If provided, the optional argument weight
should be a 1D Tensor assigning
weight to each of the classes. This is particularly useful when you have an
unbalanced training set.
The input
given through a forward call is expected to contain
log-probabilities of each class. input
has to be a Tensor of size either
\((minibatch, C)\) or \((minibatch, C, d_1, d_2, ..., d_K)\)
with \(K \geq 1\) for the K
-dimensional case (described later).
Obtaining log-probabilities in a neural network is easily achieved by
adding a LogSoftmax
layer in the last layer of your network.
You may use CrossEntropyLoss
instead, if you prefer not to add an extra
layer.
The target
that this loss expects should be a class index in the range \([0, C-1]\)
where C = number of classes
; if ignore_index
is specified, this loss also accepts
this class index (this index may not necessarily be in the class range).

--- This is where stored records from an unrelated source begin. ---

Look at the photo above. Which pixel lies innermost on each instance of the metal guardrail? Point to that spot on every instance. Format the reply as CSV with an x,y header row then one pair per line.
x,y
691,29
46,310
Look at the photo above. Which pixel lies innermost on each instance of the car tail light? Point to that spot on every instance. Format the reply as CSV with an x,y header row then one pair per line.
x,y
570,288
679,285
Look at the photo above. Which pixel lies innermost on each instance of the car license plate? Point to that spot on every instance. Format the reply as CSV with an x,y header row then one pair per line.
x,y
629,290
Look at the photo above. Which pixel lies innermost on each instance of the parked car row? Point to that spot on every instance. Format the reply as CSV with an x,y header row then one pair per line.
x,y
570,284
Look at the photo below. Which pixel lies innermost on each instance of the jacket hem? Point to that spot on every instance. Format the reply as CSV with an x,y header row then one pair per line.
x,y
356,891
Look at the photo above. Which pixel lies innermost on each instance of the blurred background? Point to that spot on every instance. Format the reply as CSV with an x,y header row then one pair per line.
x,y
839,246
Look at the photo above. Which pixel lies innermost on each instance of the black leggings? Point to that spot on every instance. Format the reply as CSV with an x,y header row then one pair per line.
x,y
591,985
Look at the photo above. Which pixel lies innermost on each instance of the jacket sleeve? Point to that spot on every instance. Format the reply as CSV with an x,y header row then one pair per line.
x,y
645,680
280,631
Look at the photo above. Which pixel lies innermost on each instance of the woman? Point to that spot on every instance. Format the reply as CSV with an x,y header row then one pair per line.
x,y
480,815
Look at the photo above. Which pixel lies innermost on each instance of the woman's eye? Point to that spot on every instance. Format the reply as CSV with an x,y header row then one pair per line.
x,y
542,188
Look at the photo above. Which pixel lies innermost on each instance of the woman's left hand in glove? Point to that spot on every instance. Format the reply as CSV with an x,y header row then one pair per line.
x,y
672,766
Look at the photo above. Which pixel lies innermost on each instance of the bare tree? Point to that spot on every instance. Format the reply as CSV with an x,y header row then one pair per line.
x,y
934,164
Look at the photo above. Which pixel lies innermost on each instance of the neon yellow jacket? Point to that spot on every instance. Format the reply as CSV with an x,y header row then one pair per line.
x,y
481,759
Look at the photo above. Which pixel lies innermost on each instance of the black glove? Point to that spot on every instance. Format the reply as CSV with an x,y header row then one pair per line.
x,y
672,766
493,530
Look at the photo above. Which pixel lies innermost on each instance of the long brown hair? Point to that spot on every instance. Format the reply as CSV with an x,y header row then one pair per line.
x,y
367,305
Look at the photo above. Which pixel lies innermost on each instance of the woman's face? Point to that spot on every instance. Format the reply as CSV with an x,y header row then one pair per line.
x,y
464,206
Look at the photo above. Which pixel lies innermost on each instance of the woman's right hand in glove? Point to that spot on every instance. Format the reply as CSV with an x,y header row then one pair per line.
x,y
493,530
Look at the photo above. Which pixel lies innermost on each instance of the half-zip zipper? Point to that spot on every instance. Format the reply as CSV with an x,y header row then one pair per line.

The unreduced (i.e. with reduction
set to 'none'
) loss can be described as:
$$
\ell(x, y) = L = \{l_1,\dots,l_N\}^\top, \quad
l_n = - w_{y_n} x_{n,y_n}, \quad
w_{c} = \mbox{weight}[c] \cdot \mbox{1}\{c \not= \mbox{ignore\_index}\},
$$
where \(x\) is the input, \(y\) is the target, \(w\) is the weight, and
\(N\) is the batch size. If reduction
is not 'none'
(default 'mean'
), then
$$
\ell(x, y) = \begin{array}{ll}
\sum_{n=1}^N \frac{1}{\sum_{n=1}^N w_{y_n}} l_n, &
\mbox{if reduction} = \mbox{'mean';}\\
\sum_{n=1}^N l_n, &
\mbox{if reduction} = \mbox{'sum'.}
\end{array}
$$
Can also be used for higher dimension inputs, such as 2D images, by providing
an input of size \((minibatch, C, d_1, d_2, ..., d_K)\) with \(K \geq 1\),
where \(K\) is the number of dimensions, and a target of appropriate shape
(see below). In the case of images, it computes NLL loss per-pixel.